Muhlbach was a true specialist, serving as a long snapper for the Lions from 2004-20. All of that stability came at the expense of the fact that he’d spent his entire career at a Detroit franchise that had just three postseason appearances and no wins during Muhlbach’s tenure. Muhlbach made two Pro Bowl appearances during his playing days and was named to the franchise’s all-time team in 1919.

T-9 Nick Lowery, 260

Lowery’s career began in 1978 and ended in 1996, spending most of his time in Kansas City. As a two-time first-team All-Pro selector at kicker, he led the NFL in goals in 1990 and was inducted into the Chiefs’ Hall of Honor in 2009. The closest Lowery came to the Super Bowl was in 1993 in Kansas City, losing to the Bills in the AFC championship game, 30-13.

8.Ray Brown, 262

Brown’s career spanned 20 years from 1986 to 2005 – not bad for an eight-round selection from Arkansas State. He played for four different franchises: the Cardinals, Washington (two stints), 49ers and Lions. His appearance on this list is an asterisk: Brown was part of the Washington team that won Super Bowl XXVI, but he missed the entire season with an elbow injury.

Kirby Lee/USA TODAY Sports

7. Tony Gonzalez, 270

Gonzalez’s 12 years with the Chiefs, the preeminent tight end of his generation, never translated into a trip to the Super Bowl. In fact, Kansas City only made it to the postseason three times with Gonzalez on the team and never won a game. He made it to the 2013 NFC Championship game with the Falcons, losing to the 49ers 28-24.

6.Jason Witten, 271

Witten made 11 Pro Bowls and six postseason appearances with the Cowboys but never advanced to an NFC championship game. His 271 career games are the most in NFL history for a close finish.

5. Clay Matthews Jr., 278

Clay Jr., the second in a line of three generations of players named Clay Matthews to make it to the NFL, played for the Browns from 1978-1993. That’s all you need to know about his bleak Super Bowl chances. He spent his last three seasons with the Falcons. His son, Clay Matthews III, provided the family with a ring as a member of the Packers team that won Super Bowl XLV.

4.Trey Junkin, 281

Another long snapper, Junkin didn’t have Muhlbach’s fortune in spending his entire career in one place.
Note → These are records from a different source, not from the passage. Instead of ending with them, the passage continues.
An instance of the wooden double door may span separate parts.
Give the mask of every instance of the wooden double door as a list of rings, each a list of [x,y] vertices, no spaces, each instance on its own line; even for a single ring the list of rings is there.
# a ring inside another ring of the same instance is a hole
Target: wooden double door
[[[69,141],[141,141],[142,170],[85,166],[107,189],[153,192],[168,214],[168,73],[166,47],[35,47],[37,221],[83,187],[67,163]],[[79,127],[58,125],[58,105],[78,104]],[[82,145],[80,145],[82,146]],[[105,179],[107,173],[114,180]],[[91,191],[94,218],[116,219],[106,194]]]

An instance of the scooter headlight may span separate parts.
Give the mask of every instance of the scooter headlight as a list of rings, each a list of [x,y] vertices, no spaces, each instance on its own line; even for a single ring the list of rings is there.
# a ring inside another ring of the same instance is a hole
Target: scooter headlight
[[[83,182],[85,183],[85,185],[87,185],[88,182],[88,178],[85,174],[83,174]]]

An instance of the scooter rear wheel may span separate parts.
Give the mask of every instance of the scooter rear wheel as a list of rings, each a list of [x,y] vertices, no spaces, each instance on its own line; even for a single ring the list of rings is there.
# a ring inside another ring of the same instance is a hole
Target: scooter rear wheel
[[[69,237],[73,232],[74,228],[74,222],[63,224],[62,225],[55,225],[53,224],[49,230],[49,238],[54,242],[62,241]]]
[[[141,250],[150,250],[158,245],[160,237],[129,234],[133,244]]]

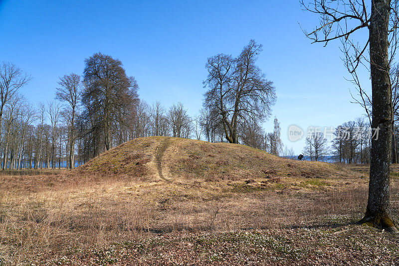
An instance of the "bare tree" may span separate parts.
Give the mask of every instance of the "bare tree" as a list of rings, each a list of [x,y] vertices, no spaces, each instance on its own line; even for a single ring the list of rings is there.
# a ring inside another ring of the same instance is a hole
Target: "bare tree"
[[[13,64],[3,62],[0,65],[0,127],[2,122],[4,107],[14,94],[30,80],[30,76]]]
[[[339,39],[346,51],[352,51],[349,64],[352,73],[364,61],[365,65],[370,67],[373,95],[371,124],[379,131],[379,136],[372,139],[369,198],[365,216],[360,222],[398,232],[391,218],[390,202],[393,120],[390,78],[393,56],[390,58],[390,53],[395,54],[397,45],[398,0],[373,0],[370,13],[364,0],[315,0],[309,4],[303,1],[302,4],[305,9],[320,17],[320,25],[314,30],[305,31],[313,42],[327,45],[330,41]],[[359,46],[352,39],[353,34],[362,28],[368,30],[369,38]],[[394,41],[391,46],[390,40]],[[370,57],[367,56],[368,47]]]
[[[67,114],[64,117],[67,119],[69,128],[68,160],[69,168],[72,169],[75,166],[75,120],[81,92],[80,76],[74,73],[65,75],[59,78],[58,85],[60,87],[56,89],[55,98],[67,103],[64,112]]]
[[[174,104],[168,112],[168,119],[173,136],[189,137],[191,132],[191,118],[187,114],[182,103]]]
[[[322,133],[312,133],[306,139],[303,154],[309,156],[311,161],[320,160],[327,154],[327,139],[324,137]]]
[[[156,102],[151,107],[153,135],[165,136],[168,134],[169,126],[166,113],[165,108],[160,102]]]
[[[238,143],[239,124],[263,121],[275,102],[273,83],[255,64],[261,51],[251,40],[236,58],[222,54],[208,58],[204,106],[217,110],[230,143]]]
[[[60,114],[61,106],[58,103],[49,102],[47,104],[47,113],[51,124],[51,168],[55,168],[55,142],[57,141],[57,125]],[[47,164],[50,168],[50,164]]]
[[[200,116],[196,116],[193,123],[194,126],[194,132],[196,133],[196,138],[200,140],[201,139],[203,129],[201,126],[201,117]]]
[[[109,55],[96,53],[87,58],[85,63],[82,100],[91,107],[87,110],[88,116],[95,113],[100,119],[95,122],[103,130],[108,150],[111,146],[113,123],[116,118],[123,117],[119,114],[126,112],[132,102],[137,101],[138,86],[134,78],[127,76],[122,62]]]

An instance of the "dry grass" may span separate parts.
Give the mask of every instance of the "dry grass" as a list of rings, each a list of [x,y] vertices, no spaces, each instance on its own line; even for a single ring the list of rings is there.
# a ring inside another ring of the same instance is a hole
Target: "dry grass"
[[[47,261],[70,250],[167,232],[340,226],[361,218],[365,208],[363,166],[352,171],[242,146],[171,139],[160,159],[165,180],[154,161],[162,138],[142,140],[126,144],[137,150],[125,149],[124,157],[120,147],[112,150],[113,164],[104,164],[111,161],[105,153],[72,173],[2,173],[0,265]],[[140,173],[112,170],[124,160],[123,166]],[[101,174],[93,174],[96,167]]]

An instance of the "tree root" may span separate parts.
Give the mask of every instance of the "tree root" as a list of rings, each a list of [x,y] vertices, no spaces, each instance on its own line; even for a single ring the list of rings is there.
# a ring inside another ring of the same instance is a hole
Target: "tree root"
[[[366,211],[365,217],[357,224],[375,227],[390,233],[399,233],[398,225],[385,212],[372,215],[369,211]]]

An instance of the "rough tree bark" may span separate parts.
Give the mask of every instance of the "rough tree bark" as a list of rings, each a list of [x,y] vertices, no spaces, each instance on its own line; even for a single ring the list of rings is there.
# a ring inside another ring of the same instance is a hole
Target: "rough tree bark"
[[[369,198],[360,222],[398,232],[390,216],[390,164],[392,141],[392,93],[388,62],[390,0],[372,1],[369,26],[373,99],[372,127],[378,137],[372,139]]]

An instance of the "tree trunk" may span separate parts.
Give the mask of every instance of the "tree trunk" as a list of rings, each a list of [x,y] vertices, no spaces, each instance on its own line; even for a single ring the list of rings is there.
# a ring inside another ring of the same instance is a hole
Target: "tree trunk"
[[[392,123],[392,163],[398,163],[398,152],[395,136],[395,125]]]
[[[369,198],[360,222],[398,232],[390,214],[390,163],[392,138],[392,89],[388,65],[388,23],[391,1],[372,1],[370,23],[370,62],[373,102],[372,127],[378,137],[372,139]]]

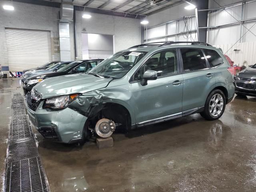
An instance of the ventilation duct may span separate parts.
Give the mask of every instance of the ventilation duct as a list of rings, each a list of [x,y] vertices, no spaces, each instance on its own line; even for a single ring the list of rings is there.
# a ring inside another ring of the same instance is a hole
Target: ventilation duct
[[[63,21],[72,21],[74,15],[74,5],[72,0],[62,0],[60,11],[60,19]]]

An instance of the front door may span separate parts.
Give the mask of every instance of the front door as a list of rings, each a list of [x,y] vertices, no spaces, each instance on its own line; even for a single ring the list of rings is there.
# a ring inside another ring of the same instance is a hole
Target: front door
[[[147,70],[157,71],[158,77],[143,86]],[[181,113],[183,84],[179,72],[176,50],[171,49],[153,54],[134,74],[130,82],[136,123]]]

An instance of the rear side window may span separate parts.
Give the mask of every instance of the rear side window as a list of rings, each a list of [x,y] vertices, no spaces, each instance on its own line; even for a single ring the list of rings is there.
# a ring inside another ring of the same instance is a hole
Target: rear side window
[[[210,67],[216,67],[223,63],[223,60],[216,51],[204,49],[204,51]]]
[[[196,71],[207,68],[204,56],[199,49],[180,49],[184,71]]]

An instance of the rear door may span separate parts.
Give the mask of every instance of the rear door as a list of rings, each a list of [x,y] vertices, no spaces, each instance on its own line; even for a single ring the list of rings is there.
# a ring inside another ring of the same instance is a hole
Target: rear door
[[[184,78],[182,111],[204,106],[211,90],[216,84],[214,71],[210,68],[202,49],[180,49]]]

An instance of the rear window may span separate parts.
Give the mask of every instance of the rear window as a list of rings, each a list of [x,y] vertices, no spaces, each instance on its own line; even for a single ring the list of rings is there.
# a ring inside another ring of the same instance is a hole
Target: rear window
[[[184,71],[196,71],[207,68],[203,52],[199,49],[180,49]]]
[[[223,63],[223,60],[216,51],[204,49],[204,51],[208,60],[210,67],[216,67]]]

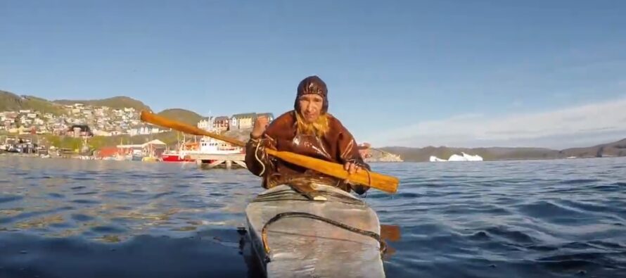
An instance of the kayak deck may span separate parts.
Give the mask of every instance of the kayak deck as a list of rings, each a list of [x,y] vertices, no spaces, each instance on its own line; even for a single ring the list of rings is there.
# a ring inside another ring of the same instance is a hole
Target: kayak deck
[[[266,275],[385,277],[378,240],[323,221],[339,222],[378,235],[381,227],[376,213],[341,189],[314,186],[326,201],[309,201],[290,187],[281,185],[266,190],[246,208],[248,234]],[[267,225],[267,246],[264,246],[264,226],[281,213],[290,215]],[[306,215],[323,219],[302,217]],[[269,249],[267,257],[266,247]]]

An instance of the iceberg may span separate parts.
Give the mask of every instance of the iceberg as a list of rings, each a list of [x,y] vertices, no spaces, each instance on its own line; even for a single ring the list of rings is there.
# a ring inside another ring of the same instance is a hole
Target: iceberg
[[[453,154],[450,156],[449,158],[448,158],[448,161],[467,161],[467,158],[466,158],[464,156]]]
[[[461,152],[461,153],[463,153],[463,157],[465,158],[467,161],[483,161],[483,157],[481,157],[480,156],[472,156],[464,152]]]
[[[430,162],[443,162],[447,161],[445,159],[441,159],[435,156],[430,156]]]
[[[461,152],[461,155],[453,154],[450,156],[448,160],[442,159],[435,156],[430,156],[430,162],[445,162],[445,161],[483,161],[483,157],[478,155],[472,156],[470,154]]]

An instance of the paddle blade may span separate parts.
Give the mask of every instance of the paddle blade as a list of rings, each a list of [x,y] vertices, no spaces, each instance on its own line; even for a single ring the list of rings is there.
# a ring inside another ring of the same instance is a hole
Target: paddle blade
[[[267,149],[265,151],[270,156],[276,156],[290,163],[312,169],[329,176],[367,185],[385,192],[395,193],[397,191],[399,180],[395,177],[364,170],[350,175],[343,169],[343,165],[341,164],[287,151],[277,151]]]

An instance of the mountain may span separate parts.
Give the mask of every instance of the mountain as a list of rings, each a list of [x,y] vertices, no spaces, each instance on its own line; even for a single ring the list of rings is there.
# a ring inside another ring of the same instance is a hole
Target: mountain
[[[587,148],[566,149],[559,153],[565,157],[577,158],[626,156],[626,139]]]
[[[152,111],[150,107],[144,104],[143,102],[136,99],[131,99],[128,96],[114,96],[112,98],[96,100],[77,100],[72,101],[69,99],[59,99],[53,101],[55,103],[63,105],[72,105],[74,103],[83,103],[92,106],[108,106],[115,109],[123,109],[125,108],[133,108],[136,110],[147,110]]]
[[[460,155],[464,152],[478,155],[485,160],[513,159],[554,159],[568,157],[591,158],[603,156],[626,156],[626,139],[617,142],[608,143],[587,148],[573,148],[561,151],[542,148],[451,148],[446,146],[427,146],[409,148],[388,146],[378,148],[385,151],[398,154],[404,161],[429,161],[430,156],[447,159],[452,154]]]
[[[18,96],[0,90],[0,111],[34,110],[55,115],[63,114],[63,108],[44,99],[32,96]]]
[[[115,109],[132,107],[137,110],[151,110],[150,107],[143,104],[143,102],[128,96],[115,96],[109,99],[91,101],[60,99],[50,101],[36,96],[18,96],[9,91],[0,90],[0,111],[31,109],[42,113],[60,115],[63,113],[63,105],[74,103],[83,103],[94,106],[108,106]]]
[[[166,109],[159,112],[157,115],[193,126],[196,126],[198,122],[200,122],[203,118],[203,116],[196,112],[179,108]]]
Instead, Junkin played for seven different franchises for 20 years from 1983 to 2002: the Bills, Washington, Raiders (two stints), Seahawks, Cardinals, Cowboys and Giants.


Patrick Breen/The Republic

3.Phil Dawson, 305

Dawson lasted 21 years in the NFL, primarily with the Browns from 1999 to 2012. He was a two-time second-team All-Pro selection and made it to the NFC championship game 14 with the 49ers after winning Super Bowl XLVII the Ravens had lost.

2.Jason Hanson, 327

Fiercely loyal throughout his 21-year NFL career, Hanson spent his entire time with the Lions. He was a second-team All-Pro selection in 1997 and made two Pro Bowls and six postseason appearances without a win.

1.Gary Anderson, 353

Anderson’s 23-year career saw him on two of the NFL’s All-Decade teams in the 1980s and 1990s, but he never appeared in the Super Bowl. From 1982 to 1994, he spent more than half of that time with the Steelers — a run that began three years after Pittsburgh won Super Bowl XIV and ended a year before the franchise’s appearance in Super Bowl XXX, proving that Football like life is all about the timing.